Sometimes you want total calendar days. Other times you only want workdays. In some reports, you need a more human-friendly breakdown like years, months, and leftover days. If those are mixed up, the timeline can be misunderstood very quickly.
This challenge asks you to calculate all three views. You will find total days, working days, and a segmented date difference for each project, then complete a small summary section at the bottom.
How We Solve It
The first step is plain date subtraction for total days. After that, NETWORKDAYS handles working days, and DATEDIF breaks a date span into years, months, and days.
Putting those side by side is useful because each answer helps with a different kind of planning. Together they give a fuller view of how long each project runs.
Method 1: Date Subtraction
Method 1: Subtract one date from another to get total calendar days.

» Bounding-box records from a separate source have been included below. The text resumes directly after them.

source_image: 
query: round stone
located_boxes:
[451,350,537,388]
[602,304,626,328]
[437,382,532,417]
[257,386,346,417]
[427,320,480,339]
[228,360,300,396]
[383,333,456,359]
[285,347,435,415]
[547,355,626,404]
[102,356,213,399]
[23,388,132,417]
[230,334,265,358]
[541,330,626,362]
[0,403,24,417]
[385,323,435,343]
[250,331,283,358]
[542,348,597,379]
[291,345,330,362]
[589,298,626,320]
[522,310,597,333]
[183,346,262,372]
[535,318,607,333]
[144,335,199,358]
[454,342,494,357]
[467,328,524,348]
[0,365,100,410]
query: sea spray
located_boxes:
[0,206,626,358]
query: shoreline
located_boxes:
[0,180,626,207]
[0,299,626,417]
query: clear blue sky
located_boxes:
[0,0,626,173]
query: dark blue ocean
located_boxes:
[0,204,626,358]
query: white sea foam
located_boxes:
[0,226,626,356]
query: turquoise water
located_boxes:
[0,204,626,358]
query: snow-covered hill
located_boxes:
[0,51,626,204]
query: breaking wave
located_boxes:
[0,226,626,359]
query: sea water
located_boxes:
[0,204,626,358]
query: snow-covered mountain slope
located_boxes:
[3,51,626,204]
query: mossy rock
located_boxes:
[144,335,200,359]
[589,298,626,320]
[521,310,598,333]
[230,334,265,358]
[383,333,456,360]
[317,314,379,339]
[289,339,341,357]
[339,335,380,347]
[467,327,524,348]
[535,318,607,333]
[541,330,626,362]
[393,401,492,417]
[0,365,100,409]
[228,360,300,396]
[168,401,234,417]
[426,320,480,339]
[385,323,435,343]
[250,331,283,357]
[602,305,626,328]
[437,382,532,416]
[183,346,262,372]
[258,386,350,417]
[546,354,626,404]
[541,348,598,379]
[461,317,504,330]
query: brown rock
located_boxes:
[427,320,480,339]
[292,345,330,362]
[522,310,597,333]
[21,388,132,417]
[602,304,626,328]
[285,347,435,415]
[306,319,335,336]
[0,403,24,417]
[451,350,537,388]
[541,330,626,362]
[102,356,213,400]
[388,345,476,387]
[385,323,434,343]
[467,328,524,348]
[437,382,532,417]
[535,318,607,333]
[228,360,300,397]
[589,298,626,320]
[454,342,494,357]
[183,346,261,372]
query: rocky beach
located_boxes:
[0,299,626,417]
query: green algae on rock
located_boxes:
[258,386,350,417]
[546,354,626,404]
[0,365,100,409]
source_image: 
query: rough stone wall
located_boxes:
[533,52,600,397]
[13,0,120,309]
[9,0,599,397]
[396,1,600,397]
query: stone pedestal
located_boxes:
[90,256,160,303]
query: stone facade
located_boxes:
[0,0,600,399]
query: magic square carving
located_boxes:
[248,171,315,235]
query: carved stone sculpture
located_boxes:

Excel stores dates as serial numbers, so subtracting one date from another returns the number of calendar days between them.
This is the simplest answer and a good starting point when weekends and holidays still count toward the timeline.
=C2-B2
Method 2: NETWORKDAYS for Workdays
Method 2: Count only working days by skipping weekends.
NETWORKDAYS is better when you want a planning-friendly number. It skips Saturdays and Sundays automatically, so the result is closer to the actual working time available.
That makes it useful for staffing, scheduling, and delivery estimates where weekends should not inflate the timeline.
=NETWORKDAYS(B2,C2)
Method 3: DATEDIF for Segments
Method 3: Break the difference into years, months, and remaining days.
DATEDIF is helpful when you want the result split into parts instead of one long number. In this challenge, it fills the Years, Months, and Days Left columns separately.
That is useful when the final audience is more comfortable reading a segmented duration than a raw day count.
Function Explanation
1. NETWORKDAYS
NETWORKDAYS returns the number of working days between two dates, excluding weekends. That makes it a better planning tool than simple subtraction when you want actual work time.
In this challenge, it helps show how a project timeline changes once non-working days are removed.
2. DATEDIF
DATEDIF returns the difference between two dates using a unit code like years, months, or days. It is useful when you want a more readable breakdown instead of a single total.
That is why it fits the last part of the challenge so well. Each unit answers a slightly different question about the same date span.
If you ever get an error here, check the date order first. The start date needs to come before the end date for the formulas in this challenge.
Calculate the timeline for each project in more than one way. Start with total calendar days, then count working days, and finally break the difference into years, months, and days. When the row formulas are finished, complete the summary so the worksheet also shows the total number of projects and the average total days.